For the production of The Missing String, she was able to use an entire series of war-damaged instruments, thereby employing them for their original purpose—to make music—for her recordings. Battered, displaying bullet holes, twisted out of shape, each narrates a different, moving story: simultaneously historical objects and musical instruments, their sound quality shaped in unavoidable ways by the impact of war.
In an emblematic fashion, the damaged instruments are interpretable as complex symbols of disruption. The image of the broken or missing string conveys harmony, tension, as well as distance, thereby functioning as an image of disquiet. Philipsz found a compositional foil for her work in Richard Strauss’s Metamorphosen for 23 Solo Strings, composed in 1945. By having this composition’s individual tones performed in an isolated fashion, by rearranging and then creating a scenario for them, she opens up a new spatial level. In the bel etage of the historic Ständehaus, the installation exposes a series of historical contexts and artistic references in a prismatic fashion: anchored directly in the site, the work is experienced only through the interplay of sound and space.

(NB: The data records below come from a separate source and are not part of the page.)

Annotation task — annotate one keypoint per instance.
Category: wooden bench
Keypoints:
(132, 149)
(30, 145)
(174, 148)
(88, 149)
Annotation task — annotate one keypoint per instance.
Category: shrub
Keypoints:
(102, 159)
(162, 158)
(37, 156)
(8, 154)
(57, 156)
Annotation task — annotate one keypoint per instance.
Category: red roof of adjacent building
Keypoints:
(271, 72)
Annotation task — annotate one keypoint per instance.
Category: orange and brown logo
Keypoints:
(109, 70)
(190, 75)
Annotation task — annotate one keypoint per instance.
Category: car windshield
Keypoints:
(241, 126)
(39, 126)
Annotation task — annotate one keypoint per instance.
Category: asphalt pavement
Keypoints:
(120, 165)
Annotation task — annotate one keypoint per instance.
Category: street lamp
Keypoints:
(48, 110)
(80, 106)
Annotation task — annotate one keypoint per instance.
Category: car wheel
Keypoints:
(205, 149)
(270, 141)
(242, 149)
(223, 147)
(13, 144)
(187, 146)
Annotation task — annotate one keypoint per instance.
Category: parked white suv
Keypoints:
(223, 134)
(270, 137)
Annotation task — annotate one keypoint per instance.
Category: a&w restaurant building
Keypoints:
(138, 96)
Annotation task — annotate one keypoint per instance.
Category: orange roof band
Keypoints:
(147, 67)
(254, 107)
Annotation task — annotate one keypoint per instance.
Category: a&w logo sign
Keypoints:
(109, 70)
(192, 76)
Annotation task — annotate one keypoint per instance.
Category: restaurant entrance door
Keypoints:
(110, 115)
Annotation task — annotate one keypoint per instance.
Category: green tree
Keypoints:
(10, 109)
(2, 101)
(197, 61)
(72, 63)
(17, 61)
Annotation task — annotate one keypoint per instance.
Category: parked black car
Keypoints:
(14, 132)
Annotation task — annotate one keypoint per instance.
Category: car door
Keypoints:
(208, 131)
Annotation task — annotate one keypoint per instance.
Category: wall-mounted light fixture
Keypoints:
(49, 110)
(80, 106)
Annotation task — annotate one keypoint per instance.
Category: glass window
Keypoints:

Susan Philipsz was born in Glasgow, Scotland in 1965. Between 1989 and 1994, she studied fine arts and sculpture at the Jordanstone College of Art in Dundee and the University of Ulster in Belfast. In recent years, solo exhibitions have been devoted to her work at, among others, the Vienna Secession, the Carnegie Museum of Art in Pittsburgh, the MAXXI Museum in Rome, and the Chicago Museum of Contemporary Art, as well as the Guggenheim Museum in New York.